Function Pointer Syntax

void (*pf)(int);

I agree with you. This definitely is very complicated, or so you may think. Let's re-read that code and try to understand it point by point. Read it inside-out. *pf is the pointer to a function. void is the return type of that function, and finally int is the argument type of that function. Got it? Good.

Let's insert pointers into the function pointer and try to read it again:

char* (*pf)(int*)

Again: 1. *pf is the function pointer. 2. char* is the return type of that function. 3. int* is the type of the argument.

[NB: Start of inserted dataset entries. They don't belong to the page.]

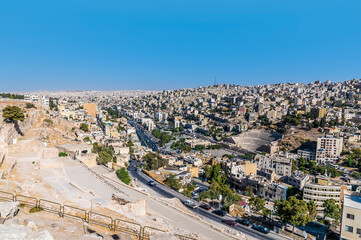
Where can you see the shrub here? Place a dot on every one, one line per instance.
(123, 175)
(36, 209)
(63, 154)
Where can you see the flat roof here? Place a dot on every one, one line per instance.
(352, 200)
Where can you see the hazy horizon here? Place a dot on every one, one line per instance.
(173, 45)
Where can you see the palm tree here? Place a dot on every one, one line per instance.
(311, 205)
(14, 114)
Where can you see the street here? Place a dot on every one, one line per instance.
(161, 190)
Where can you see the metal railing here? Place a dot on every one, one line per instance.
(116, 225)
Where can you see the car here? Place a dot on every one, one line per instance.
(219, 212)
(244, 222)
(190, 204)
(152, 183)
(230, 222)
(261, 229)
(205, 206)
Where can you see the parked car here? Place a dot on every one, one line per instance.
(189, 204)
(152, 183)
(230, 222)
(219, 212)
(261, 229)
(205, 206)
(244, 222)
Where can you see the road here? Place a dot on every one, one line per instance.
(161, 190)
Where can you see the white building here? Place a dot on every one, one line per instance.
(328, 148)
(351, 216)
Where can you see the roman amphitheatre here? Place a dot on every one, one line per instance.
(256, 140)
(31, 170)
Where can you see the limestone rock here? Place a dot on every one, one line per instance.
(32, 226)
(20, 232)
(9, 209)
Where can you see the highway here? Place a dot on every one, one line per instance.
(164, 191)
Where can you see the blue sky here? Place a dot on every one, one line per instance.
(116, 45)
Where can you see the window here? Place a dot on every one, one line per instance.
(349, 228)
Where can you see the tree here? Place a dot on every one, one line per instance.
(356, 175)
(294, 166)
(332, 209)
(293, 211)
(265, 212)
(123, 175)
(323, 122)
(84, 127)
(257, 204)
(199, 147)
(104, 157)
(311, 205)
(30, 105)
(173, 182)
(214, 173)
(249, 191)
(154, 161)
(14, 114)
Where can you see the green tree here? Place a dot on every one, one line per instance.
(173, 182)
(332, 209)
(84, 127)
(356, 175)
(104, 157)
(293, 211)
(123, 175)
(30, 105)
(294, 166)
(257, 204)
(14, 114)
(323, 122)
(199, 147)
(249, 191)
(312, 210)
(265, 212)
(154, 161)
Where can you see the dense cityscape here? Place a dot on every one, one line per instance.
(277, 161)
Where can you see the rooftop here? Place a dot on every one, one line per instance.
(352, 199)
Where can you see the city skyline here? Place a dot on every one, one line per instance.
(158, 45)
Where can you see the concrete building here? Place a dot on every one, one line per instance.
(318, 112)
(307, 154)
(298, 179)
(328, 148)
(91, 109)
(322, 189)
(351, 216)
(240, 168)
(281, 165)
(273, 191)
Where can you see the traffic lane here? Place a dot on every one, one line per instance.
(207, 214)
(244, 229)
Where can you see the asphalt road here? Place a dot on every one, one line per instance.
(164, 191)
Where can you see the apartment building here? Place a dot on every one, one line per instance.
(318, 112)
(281, 165)
(240, 168)
(322, 189)
(351, 216)
(273, 191)
(91, 109)
(307, 154)
(298, 179)
(328, 148)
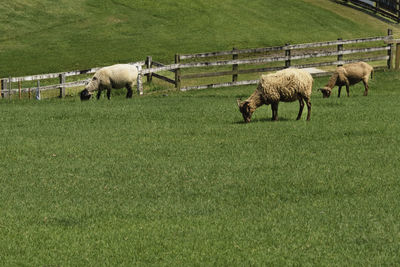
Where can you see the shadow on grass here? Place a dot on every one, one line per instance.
(262, 120)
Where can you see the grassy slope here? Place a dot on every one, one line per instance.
(40, 37)
(180, 180)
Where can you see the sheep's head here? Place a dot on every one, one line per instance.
(85, 95)
(245, 109)
(326, 92)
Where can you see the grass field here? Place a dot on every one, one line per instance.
(178, 179)
(39, 36)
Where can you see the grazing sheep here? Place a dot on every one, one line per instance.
(115, 76)
(347, 75)
(287, 85)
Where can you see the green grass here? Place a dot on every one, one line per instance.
(39, 36)
(180, 180)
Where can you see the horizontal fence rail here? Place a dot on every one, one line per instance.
(292, 52)
(6, 83)
(307, 55)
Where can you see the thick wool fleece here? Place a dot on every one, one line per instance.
(115, 76)
(287, 85)
(350, 74)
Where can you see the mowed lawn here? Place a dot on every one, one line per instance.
(178, 179)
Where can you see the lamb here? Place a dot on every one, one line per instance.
(347, 75)
(287, 85)
(115, 76)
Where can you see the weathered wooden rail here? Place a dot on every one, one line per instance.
(387, 8)
(292, 52)
(257, 60)
(7, 89)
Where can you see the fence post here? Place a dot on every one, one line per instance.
(390, 48)
(62, 87)
(177, 73)
(339, 49)
(5, 86)
(149, 63)
(19, 89)
(287, 55)
(234, 67)
(139, 80)
(38, 90)
(9, 89)
(398, 10)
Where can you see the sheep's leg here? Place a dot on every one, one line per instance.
(99, 93)
(301, 102)
(366, 87)
(274, 108)
(308, 103)
(130, 92)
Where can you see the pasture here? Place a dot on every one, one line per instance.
(177, 179)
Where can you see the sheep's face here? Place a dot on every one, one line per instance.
(326, 92)
(85, 95)
(93, 85)
(244, 108)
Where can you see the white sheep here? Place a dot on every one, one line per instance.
(115, 76)
(346, 75)
(287, 85)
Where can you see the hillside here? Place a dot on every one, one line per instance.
(39, 37)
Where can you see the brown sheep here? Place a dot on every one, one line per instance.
(347, 75)
(287, 85)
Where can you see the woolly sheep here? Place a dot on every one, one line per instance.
(347, 75)
(287, 85)
(115, 76)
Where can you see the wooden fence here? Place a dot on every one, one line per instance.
(387, 8)
(6, 84)
(239, 61)
(292, 55)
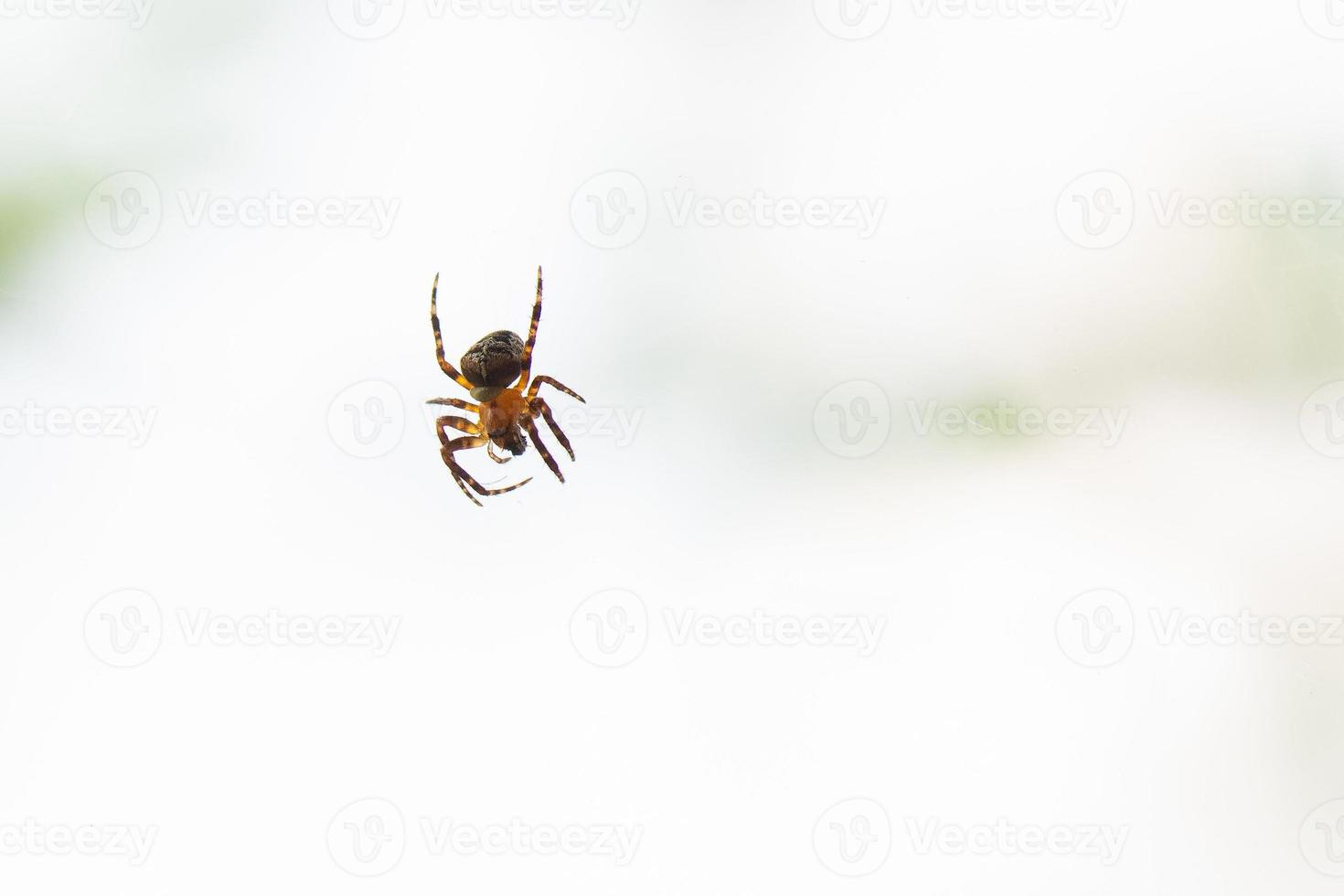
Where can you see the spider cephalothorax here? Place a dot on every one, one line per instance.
(496, 371)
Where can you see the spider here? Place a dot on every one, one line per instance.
(504, 410)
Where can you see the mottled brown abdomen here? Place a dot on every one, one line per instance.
(495, 360)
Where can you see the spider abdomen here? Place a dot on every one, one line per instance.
(495, 360)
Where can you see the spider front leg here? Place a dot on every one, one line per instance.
(452, 446)
(549, 380)
(540, 448)
(438, 340)
(531, 334)
(545, 410)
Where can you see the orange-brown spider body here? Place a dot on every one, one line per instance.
(496, 371)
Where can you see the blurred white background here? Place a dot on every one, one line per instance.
(794, 624)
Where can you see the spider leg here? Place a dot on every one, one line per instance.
(531, 334)
(539, 404)
(540, 446)
(457, 423)
(461, 475)
(438, 340)
(551, 380)
(454, 402)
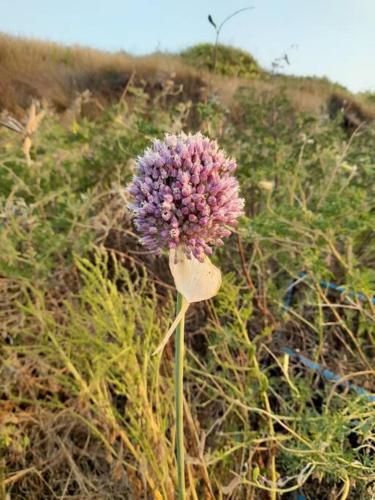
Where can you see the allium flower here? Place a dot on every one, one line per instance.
(184, 194)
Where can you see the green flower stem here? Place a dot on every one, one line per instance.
(179, 388)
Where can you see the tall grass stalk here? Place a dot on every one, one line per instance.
(179, 387)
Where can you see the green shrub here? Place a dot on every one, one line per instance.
(230, 60)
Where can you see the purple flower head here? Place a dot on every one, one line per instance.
(184, 193)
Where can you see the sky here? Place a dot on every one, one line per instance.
(332, 38)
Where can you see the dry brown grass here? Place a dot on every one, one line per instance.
(57, 74)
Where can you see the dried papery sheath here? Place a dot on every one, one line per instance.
(184, 195)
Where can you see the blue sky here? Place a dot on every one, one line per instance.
(334, 38)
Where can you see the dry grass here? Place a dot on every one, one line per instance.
(57, 74)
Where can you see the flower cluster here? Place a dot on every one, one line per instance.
(184, 193)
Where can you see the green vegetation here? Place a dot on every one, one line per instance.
(86, 411)
(230, 61)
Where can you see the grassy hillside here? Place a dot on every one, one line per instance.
(85, 410)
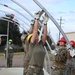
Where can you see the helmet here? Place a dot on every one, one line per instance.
(62, 40)
(10, 40)
(29, 36)
(72, 43)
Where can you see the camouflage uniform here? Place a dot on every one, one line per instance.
(70, 66)
(60, 62)
(26, 49)
(28, 57)
(37, 60)
(10, 55)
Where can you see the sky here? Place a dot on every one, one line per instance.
(57, 8)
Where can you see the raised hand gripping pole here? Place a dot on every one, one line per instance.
(54, 21)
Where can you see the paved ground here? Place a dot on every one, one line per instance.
(17, 61)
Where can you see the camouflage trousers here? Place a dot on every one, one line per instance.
(70, 67)
(26, 64)
(34, 71)
(9, 60)
(58, 72)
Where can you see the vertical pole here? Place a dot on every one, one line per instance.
(60, 26)
(7, 39)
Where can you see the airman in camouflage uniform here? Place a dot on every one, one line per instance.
(26, 48)
(10, 53)
(36, 49)
(70, 64)
(60, 59)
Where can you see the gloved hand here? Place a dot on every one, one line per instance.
(45, 19)
(32, 22)
(68, 46)
(53, 52)
(38, 14)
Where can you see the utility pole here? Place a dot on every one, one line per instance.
(60, 24)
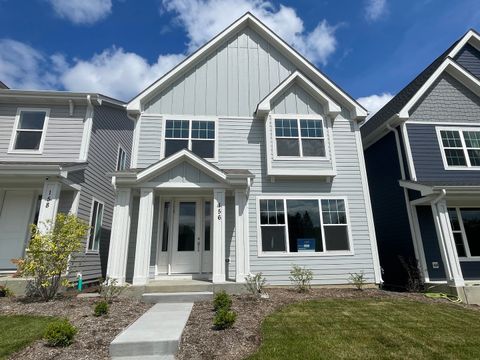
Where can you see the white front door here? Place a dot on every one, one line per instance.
(15, 215)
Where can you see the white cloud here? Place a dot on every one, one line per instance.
(82, 11)
(375, 9)
(373, 103)
(203, 19)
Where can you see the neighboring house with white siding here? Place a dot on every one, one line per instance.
(422, 151)
(246, 159)
(56, 149)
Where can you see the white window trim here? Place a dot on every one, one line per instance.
(464, 147)
(120, 148)
(190, 119)
(298, 117)
(13, 138)
(87, 250)
(469, 257)
(324, 253)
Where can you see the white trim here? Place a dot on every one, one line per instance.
(87, 247)
(13, 137)
(286, 253)
(265, 106)
(249, 20)
(464, 147)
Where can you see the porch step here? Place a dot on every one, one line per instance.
(176, 297)
(155, 334)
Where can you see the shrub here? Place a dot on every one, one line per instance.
(101, 308)
(224, 319)
(255, 285)
(60, 333)
(301, 278)
(222, 301)
(109, 289)
(49, 251)
(358, 280)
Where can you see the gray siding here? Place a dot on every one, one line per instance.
(63, 134)
(229, 82)
(110, 128)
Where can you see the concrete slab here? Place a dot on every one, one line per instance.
(157, 332)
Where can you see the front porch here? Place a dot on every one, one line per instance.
(181, 218)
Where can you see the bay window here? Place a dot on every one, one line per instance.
(297, 225)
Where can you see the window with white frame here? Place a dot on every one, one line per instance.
(465, 223)
(461, 148)
(121, 159)
(312, 225)
(299, 137)
(96, 222)
(29, 130)
(197, 136)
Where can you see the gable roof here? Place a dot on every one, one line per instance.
(331, 107)
(404, 97)
(358, 112)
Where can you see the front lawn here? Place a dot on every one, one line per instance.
(370, 329)
(19, 331)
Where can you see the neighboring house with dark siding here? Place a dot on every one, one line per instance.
(422, 152)
(56, 149)
(246, 159)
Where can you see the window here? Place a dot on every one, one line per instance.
(196, 135)
(461, 148)
(299, 137)
(303, 225)
(121, 159)
(29, 130)
(95, 226)
(465, 224)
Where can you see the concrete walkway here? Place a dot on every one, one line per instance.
(155, 335)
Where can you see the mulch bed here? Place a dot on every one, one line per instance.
(94, 333)
(201, 341)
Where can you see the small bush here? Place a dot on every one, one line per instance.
(255, 285)
(101, 308)
(222, 301)
(358, 280)
(301, 278)
(224, 319)
(60, 333)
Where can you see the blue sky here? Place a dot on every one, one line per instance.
(372, 48)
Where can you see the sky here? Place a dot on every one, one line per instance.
(371, 48)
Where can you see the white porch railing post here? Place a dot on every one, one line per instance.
(49, 204)
(118, 250)
(218, 249)
(242, 267)
(446, 241)
(144, 237)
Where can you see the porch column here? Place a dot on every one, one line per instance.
(218, 251)
(118, 250)
(49, 205)
(144, 237)
(447, 244)
(242, 266)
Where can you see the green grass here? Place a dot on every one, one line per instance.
(370, 329)
(18, 331)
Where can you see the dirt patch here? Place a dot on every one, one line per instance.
(201, 341)
(94, 333)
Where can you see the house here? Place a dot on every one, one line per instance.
(423, 165)
(55, 151)
(246, 159)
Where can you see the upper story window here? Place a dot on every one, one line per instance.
(309, 225)
(460, 147)
(29, 130)
(299, 137)
(121, 159)
(197, 136)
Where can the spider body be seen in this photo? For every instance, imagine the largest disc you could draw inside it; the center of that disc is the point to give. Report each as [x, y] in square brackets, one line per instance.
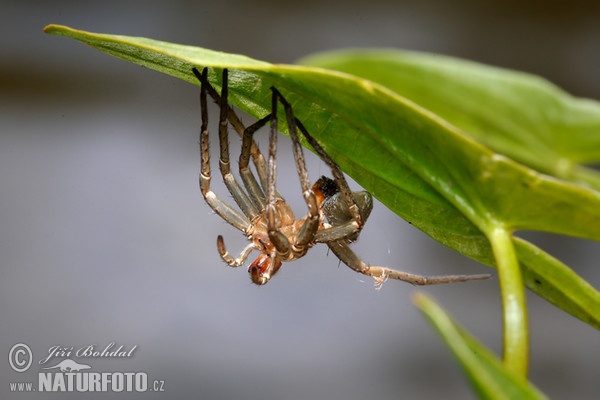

Ok enough with theory. Let's get our hands dirty with some real code. See this example:

#include <stdio.h>
void someFunction(int arg)
{
    printf("This is someFunction being called and arg is: %d\n", arg);
    printf("Whoops leaving the function now!\n");
}

main()
{
    void (*pf)(int);
    pf = &someFunction;
    printf("We're about to call someFunction() using a pointer!\n");
    (pf)(5);
    printf("Wow that was cool. Back to main now!\n\n");
}

Remember sort() we talked about earlier? We can do the same with it. Instead of ordering a set in an ascending way we can do the opposite using our own comparison function as follows:

#include <stdio.h>
#include <stdlib.h> //for qsort()

int compare(const void* left, const void* right)
{
    return (*(int*)right - *(int*)left);
    // go back to ref if this seems complicated: http://www.cplusplus.com/reference/cstdlib/qsort/
}
main()
{
    int (*cmp) (const void* , const void*);
    cmp = &compare;

    int iarray[] = {1,2,3,4,5,6,7,8,9};
    qsort(iarray, sizeof(iarray)/sizeof(*iarray), sizeof(*iarray), cmp);

    int c = 0;
    while (c < sizeof(iarray)/sizeof(*iarray))
    {
        printf("%d \t", iarray[c]);
        c++;
    }
}

Let's remember again. Why do we use function pointers? 1. To allow programmers to use libraries for different usages -> "Flexibility"

Exercise

Complete the array of pointers to functions and call each function using its pointer from the array. Array of pointers to functions? Yes you can do that!